Third Fundamental Form and How to Find it
In this post, we attempt to relate the Third Fundamental Form with the First and Second Fundamental Form .
Finding Characteristic Polynomial
At each point \(x\) of a surface, the tangent space is an inner product space.
\begin{align} (S_xv, w) = (dn(v), w) \end{align}
Now I will use without proof that \(S\) can be written as:
\[S = \begin{pmatrix} L & M \\ M & N \end{pmatrix}\]Now we attempt to find its Characteristic Polynomial. Recall that it is written as:
\[p_A(\lambda) = \det(A - \lambda I)\]For the Shape Operator, we have:
\[A - \lambda I = \begin{pmatrix} L & M \\ M & N \end{pmatrix} - \lambda \begin{pmatrix} 1 & 0 \\ 0 & 1 \end{pmatrix} = \begin{pmatrix} L - \lambda & M \\ M & N - \lambda \end{pmatrix}\]Now,
\[p_S(\lambda) = \det \begin{pmatrix} L - \lambda & M \\ M & N - \lambda \end{pmatrix}\]Resulting in
\[p_S(\lambda) = \lambda^2 - (L + N)\lambda + (LN - M^2)\]It can be easily shown that it is equivalent to:
\[p_S(\lambda)=\lambda^2-2H \lambda +(LN - M^2)\]Cayley-Hamilton Theorem and Simplifications
By the Cayley-Hamilton theorem, the shape operator \(S\) satisfies its own characteristic polynomial:
\[S^2 - 2H S + KI = 0\]Applying it to a vector and with some simplifications:
\[\begin{align} (S^2 - 2H S + KI)(v) &= 0 \\ S^2(v)-2HS(v)+K(v) &=0 \\ S^2(v) \cdot w - 2H S(v) \cdot w + K v \cdot w &= 0 \\ \mathrm{III}(v, w) - 2H \mathrm{II}(v, w) + K\mathrm{I}(v, w) &= 0 \end{align}\]Using:
\[I(v, w) = v \cdot w\] \[\mathrm{II}(v, w) = S(v) \cdot w\] \[\mathrm{III}(v, w) = S^2(v) \cdot w = S(v) \cdot S(w)\]Exercises for the Reader
- Show that the shape operator is self-adjoint.

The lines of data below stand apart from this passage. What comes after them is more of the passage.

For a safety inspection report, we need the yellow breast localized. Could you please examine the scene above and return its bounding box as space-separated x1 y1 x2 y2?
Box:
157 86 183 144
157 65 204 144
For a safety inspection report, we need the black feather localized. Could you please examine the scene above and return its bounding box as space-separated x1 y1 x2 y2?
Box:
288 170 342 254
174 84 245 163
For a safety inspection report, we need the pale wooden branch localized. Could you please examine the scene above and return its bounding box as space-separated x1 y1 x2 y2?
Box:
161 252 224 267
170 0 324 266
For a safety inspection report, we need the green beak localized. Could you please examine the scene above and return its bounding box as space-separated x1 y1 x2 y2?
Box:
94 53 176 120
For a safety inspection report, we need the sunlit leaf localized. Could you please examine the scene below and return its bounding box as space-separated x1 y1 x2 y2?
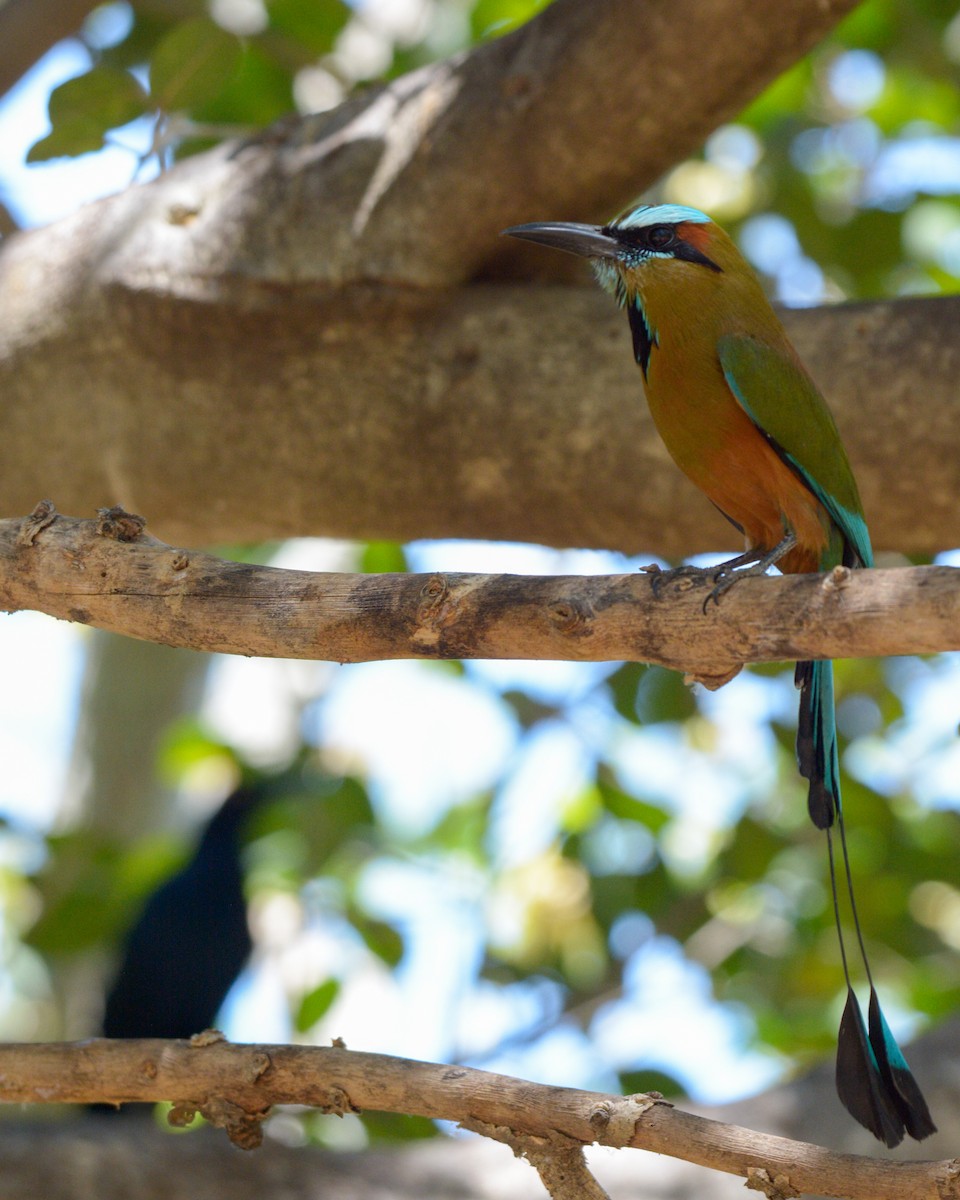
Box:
294 978 341 1031
28 832 182 954
618 1068 685 1099
150 18 243 112
157 718 239 784
427 793 492 859
359 1111 439 1142
471 0 552 41
27 67 148 161
361 541 408 574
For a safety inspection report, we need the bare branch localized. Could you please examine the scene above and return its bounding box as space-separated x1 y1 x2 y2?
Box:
0 1038 954 1200
2 507 958 682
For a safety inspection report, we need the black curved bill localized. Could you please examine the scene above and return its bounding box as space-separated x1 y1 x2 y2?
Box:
501 222 620 260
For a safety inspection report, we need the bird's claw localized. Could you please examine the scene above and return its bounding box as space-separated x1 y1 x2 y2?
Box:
643 560 754 611
701 567 742 611
644 562 725 601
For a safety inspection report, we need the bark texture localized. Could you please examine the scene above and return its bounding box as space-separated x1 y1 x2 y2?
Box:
1 1038 957 1200
1 268 958 554
4 1015 960 1200
3 508 959 681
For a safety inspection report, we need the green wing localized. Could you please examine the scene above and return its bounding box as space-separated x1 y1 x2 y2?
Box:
718 334 872 568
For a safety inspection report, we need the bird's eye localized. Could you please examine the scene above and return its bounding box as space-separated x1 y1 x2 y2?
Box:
646 224 676 250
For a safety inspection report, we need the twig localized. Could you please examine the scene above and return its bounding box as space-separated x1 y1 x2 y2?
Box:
0 1039 955 1200
462 1117 614 1200
1 505 958 684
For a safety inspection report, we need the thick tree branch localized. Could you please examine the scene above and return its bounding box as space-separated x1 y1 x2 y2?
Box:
0 272 958 555
0 0 102 102
2 507 958 683
0 1038 955 1200
0 0 860 289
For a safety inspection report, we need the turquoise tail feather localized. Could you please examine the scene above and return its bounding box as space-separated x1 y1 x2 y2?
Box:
795 658 838 831
796 659 935 1146
867 987 936 1142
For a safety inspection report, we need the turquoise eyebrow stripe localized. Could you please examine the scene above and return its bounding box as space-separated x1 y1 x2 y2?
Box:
615 204 711 229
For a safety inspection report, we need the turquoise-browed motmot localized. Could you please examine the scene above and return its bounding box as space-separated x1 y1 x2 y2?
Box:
503 204 935 1147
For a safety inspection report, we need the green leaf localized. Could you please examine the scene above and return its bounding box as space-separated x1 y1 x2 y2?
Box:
29 888 119 952
471 0 551 41
359 1111 439 1142
150 18 243 112
192 43 294 126
355 916 404 967
294 978 341 1031
606 661 647 723
560 784 603 834
156 718 238 785
27 67 148 162
28 830 186 954
303 776 377 868
635 667 697 724
361 541 408 574
99 11 182 72
718 815 785 882
266 0 351 55
501 689 561 728
617 1068 685 1099
597 778 669 832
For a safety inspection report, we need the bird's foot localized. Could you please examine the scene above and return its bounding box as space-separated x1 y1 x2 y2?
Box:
703 557 779 609
644 535 798 612
642 562 726 601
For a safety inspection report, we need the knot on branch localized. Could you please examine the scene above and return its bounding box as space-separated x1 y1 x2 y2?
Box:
97 505 147 543
18 500 58 546
248 1051 272 1083
934 1159 960 1200
824 564 853 591
169 1095 269 1150
415 574 456 637
684 665 742 691
189 1028 227 1047
460 1115 574 1156
460 1116 613 1198
745 1166 801 1200
589 1092 660 1147
549 595 593 637
318 1085 359 1116
138 1057 158 1080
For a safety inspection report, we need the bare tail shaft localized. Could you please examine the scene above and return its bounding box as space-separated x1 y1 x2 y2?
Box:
796 660 935 1146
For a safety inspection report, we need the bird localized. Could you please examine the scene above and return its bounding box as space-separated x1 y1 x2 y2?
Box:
502 204 935 1147
100 785 262 1039
89 783 264 1117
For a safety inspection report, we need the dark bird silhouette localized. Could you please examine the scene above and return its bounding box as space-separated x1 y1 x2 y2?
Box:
101 784 262 1044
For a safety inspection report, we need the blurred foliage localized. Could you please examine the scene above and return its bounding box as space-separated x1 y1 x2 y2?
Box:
5 0 960 1150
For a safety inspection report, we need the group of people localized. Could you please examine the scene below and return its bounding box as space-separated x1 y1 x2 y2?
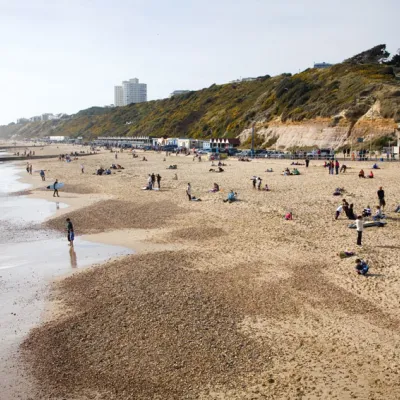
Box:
358 169 374 178
145 173 162 190
282 167 300 176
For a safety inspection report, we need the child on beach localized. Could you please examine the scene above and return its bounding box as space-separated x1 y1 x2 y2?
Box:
355 259 369 276
66 218 74 247
335 205 343 220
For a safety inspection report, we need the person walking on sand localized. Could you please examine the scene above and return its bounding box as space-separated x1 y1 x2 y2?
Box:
156 173 161 189
377 186 385 211
115 152 118 160
257 177 262 190
29 164 33 175
66 218 74 247
305 157 310 168
40 170 45 181
151 173 156 187
252 176 256 189
80 163 84 173
53 179 60 197
186 183 192 201
26 162 30 173
356 215 363 246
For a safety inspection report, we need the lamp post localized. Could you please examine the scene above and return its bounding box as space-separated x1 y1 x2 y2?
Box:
251 122 255 158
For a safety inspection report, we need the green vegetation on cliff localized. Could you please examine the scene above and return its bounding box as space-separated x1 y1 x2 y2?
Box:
50 62 399 140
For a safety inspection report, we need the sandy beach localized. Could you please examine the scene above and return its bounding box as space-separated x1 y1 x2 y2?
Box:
6 144 400 399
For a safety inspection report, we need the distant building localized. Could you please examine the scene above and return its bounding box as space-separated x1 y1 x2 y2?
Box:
114 86 124 107
49 136 66 142
122 78 147 105
229 77 256 83
113 78 147 106
314 62 334 69
170 90 190 97
16 118 29 124
30 116 41 122
210 138 240 150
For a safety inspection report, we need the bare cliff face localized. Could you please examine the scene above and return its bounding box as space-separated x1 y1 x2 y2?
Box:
239 104 398 151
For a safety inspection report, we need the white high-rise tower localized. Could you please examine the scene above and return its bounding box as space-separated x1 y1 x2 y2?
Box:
122 78 147 105
114 86 124 107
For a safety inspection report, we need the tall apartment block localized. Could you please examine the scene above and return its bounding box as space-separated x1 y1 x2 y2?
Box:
114 78 147 106
114 86 124 107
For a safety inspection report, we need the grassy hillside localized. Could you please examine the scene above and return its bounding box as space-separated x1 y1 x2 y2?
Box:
2 62 399 141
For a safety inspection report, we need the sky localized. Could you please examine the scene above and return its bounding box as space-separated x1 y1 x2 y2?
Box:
0 0 399 125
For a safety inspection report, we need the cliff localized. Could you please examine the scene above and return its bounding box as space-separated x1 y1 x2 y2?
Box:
2 46 400 150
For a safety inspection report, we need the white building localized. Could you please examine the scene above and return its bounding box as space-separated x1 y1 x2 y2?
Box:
122 78 147 105
170 90 190 97
114 86 124 107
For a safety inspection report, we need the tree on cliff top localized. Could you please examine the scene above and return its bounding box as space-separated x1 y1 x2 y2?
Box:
344 44 390 65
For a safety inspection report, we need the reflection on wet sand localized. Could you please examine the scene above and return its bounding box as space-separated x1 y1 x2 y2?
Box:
69 247 77 268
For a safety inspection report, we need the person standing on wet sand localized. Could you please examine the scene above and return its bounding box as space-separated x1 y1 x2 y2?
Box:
40 170 45 181
66 218 74 247
53 179 60 197
305 157 310 168
81 163 84 173
29 164 33 175
151 173 156 187
186 183 192 201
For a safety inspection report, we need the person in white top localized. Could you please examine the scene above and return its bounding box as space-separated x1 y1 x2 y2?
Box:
356 216 364 246
186 183 192 201
335 205 343 220
373 206 383 221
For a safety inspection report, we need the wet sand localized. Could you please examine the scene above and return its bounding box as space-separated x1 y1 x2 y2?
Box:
5 144 400 399
0 163 132 399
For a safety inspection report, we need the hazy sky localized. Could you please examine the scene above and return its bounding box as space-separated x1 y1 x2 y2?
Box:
0 0 398 125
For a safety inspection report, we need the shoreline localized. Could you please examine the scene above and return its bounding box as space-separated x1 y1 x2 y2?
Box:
0 161 134 400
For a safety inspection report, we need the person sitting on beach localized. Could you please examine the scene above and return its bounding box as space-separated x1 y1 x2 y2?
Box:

- Hence show that \(S^2(v) \cdot w = S(v) \cdot S(w)\) for the Third Fundamental Form (Hint: \((S(v), w) = (v, S^*(w))\))
- How does the shape operator contain information about the curvature of the surface? (Hint: Eigenvalues)
- State and prove Cayley-Hamilton Formula and show it works using a matrix as an example.
- Why is the Third Fundamental Form not that useful?